A killed vaccine was shown to be effective to prevent clinical signs of paratuberculosis in sheep (Reddacliff et al., 2006), and this is now used widely. Vaccination, in combination with biosecurity and risk management, is now relied on to reduce the rate of spread of the disease.Strains of MAP from sheep, cattle and many other animals can be clearly divided on genetic grounds into two lineages called MAP-C and MAP-S. A more complete description of these groups, their alternative designations and strain characterization is given elsewhere (see Chapter 6, this volume). The MAP-S, which was responsible for paratuberculosis in sheep in Iceland and Australia, is also prevalent in New Zealand. In other countries it may be displaced by MAP-C, where either sheep are uncommon or cattle are prevalent. Sheep are also susceptible to the MAP-C strain and it has been a common finding in sheep in Europe (de Juan et al., 2005; Sevilla et al., 2008; Florou et al., 2009). The difficulty of cultivation of MAP-S strains probably leads to underestimation of its distribution and abundance. Cattle, goats and deer can become infected with MAP-S strains (O'Brien et al., 2006; Mackintosh et al., 2007; Moloney and Whittington, 2008; Sevilla et al., 2008), but cattle and deer appear to be more resistant to infection and clinical disease associated with MAP-S. In Australia, cattle have become infected as calves if exposed to heavily infected sheep, but it is an uncommon infection (Whittington et al., 2001; Moloney and Whittington, 2008).

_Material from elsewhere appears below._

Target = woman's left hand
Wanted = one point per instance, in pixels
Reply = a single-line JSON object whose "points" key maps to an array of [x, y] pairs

A detailed investigation on one infected farm in Australia revealed a slow rate of transmission and clustering of infection within age classes of sheep for 7 years. Susceptibility of young sheep to lower levels of MAP and the long incubation period before faecal shedding may explain this (Rast and Whittington, 2005). Once contamination rates build up, this pattern may be lost as sheep of any age become infected. This results in increased prevalence rates, with infected sheep possibly shedding MAP sooner after infection, but this is yet to be proven. One reason for different levels of prevalence between affected flocks is variation in stocking rate during lambing (Dhand et al., 2007). A higher stocking rate leads to higher levels of contamination, causing a greater risk of exposure of lambs, and this was associated with higher levels of infection (Dhand et al., 2007).